War in Ukraine: Risk of Famine at Highest Point in DecadesAN ANALYSIS BY GUIDO ALFANI AND CORMAC O GRADA EXAMINES THE CAUSES OF PAST FOOD SHORTAGES, WITH IMPLICATIONS OF GREAT RELEVANCE FOR TODAY
Famines have devastated entire regions throughout human history. We are inclined to think that they usually occur as a consequence of armed conflicts that are especially frequent in the poorer areas of the world, but a long-term analysis conducted by Guido Alfani (professor of Economic History at Bocconi University) and Cormac Ó Gráda (professor emeritus of Economics at University College Dublin) for the Centre for Economic Policy Research shows that before the industrial age, famines were caused by demographic pressure combined with abnormal atmospheric events. These factors, combined with the ongoing war in Ukraine and the continuing Covid-19 pandemic, are still at work today.
Excessive population pressure, resulting from population growth that could not be sustained by available food resources, was at the root of the famines observed until about the mid-18th century. But that factor, though necessary, was not by itself sufficient.

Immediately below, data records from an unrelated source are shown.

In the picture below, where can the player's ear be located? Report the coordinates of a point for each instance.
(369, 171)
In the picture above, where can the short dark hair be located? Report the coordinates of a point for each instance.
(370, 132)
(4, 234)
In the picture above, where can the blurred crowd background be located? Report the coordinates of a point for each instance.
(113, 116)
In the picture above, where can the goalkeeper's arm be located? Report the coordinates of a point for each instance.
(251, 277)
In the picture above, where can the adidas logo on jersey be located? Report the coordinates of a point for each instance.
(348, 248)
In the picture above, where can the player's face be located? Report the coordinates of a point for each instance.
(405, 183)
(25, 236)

The triggering events were climatic in nature: if crops were poor due to bad weather in the spring and summer for more than two consecutive years, the risk of famine was extremely high.
Famines that occurred from that period onward, on the other hand, can be more directly linked to human interventions: mismanagement of resources, disparities in access to food, in some cases even deliberate attempts to starve entire populations, as well as conflicts.

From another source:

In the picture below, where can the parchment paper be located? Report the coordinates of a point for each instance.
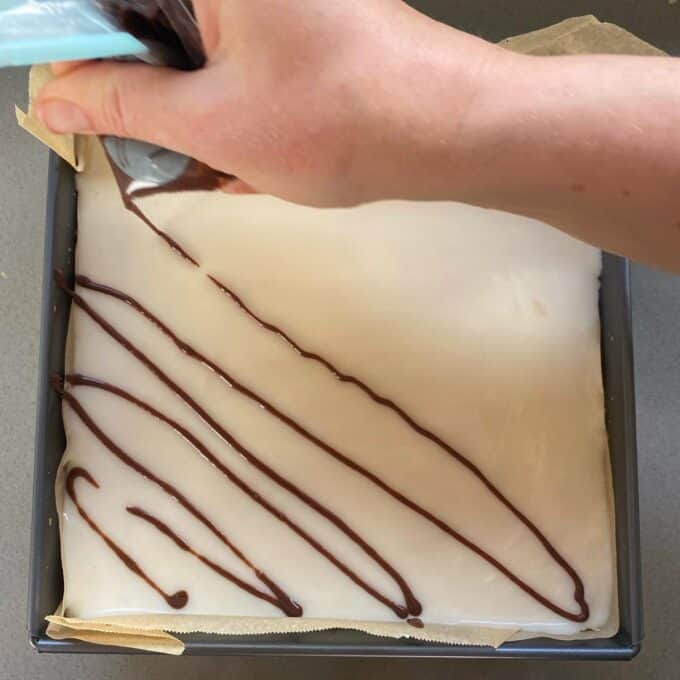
(579, 35)
(63, 145)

What indications for the present can be drawn from observing such a long period in the past? Until a few years ago, there was moderate optimism related to the slow but steady decline in the number of people in food deprivation. The occurrence of extreme weather events related to human-caused climate change and the Covid-19 pandemic, unfortunately, reversed the positive trend. While about 8 percent of the population was malnourished in 2018, the figure jumped to 9.8 percent in 2021.

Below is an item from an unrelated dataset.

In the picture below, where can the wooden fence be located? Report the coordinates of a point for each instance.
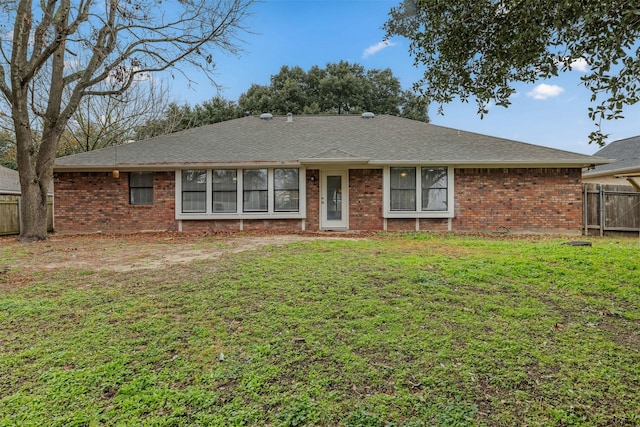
(611, 208)
(10, 215)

In the last six months, these already worrying circumstances have been compounded by the war in Ukraine, which is known to involve one of the most important grain-exporting countries. We are therefore at a crucial point: will this war be the detonator of a severe famine? According to Alfani and Ó Gráda, “this question has no easy answer. Although, in the current situation, all the major factors associated with past famines appear to be present simultaneously, much depends on future and unforeseeable developments. One thing, however, is clear: the risk of famine is today much higher than it has been for many decades. It must not be underestimated.”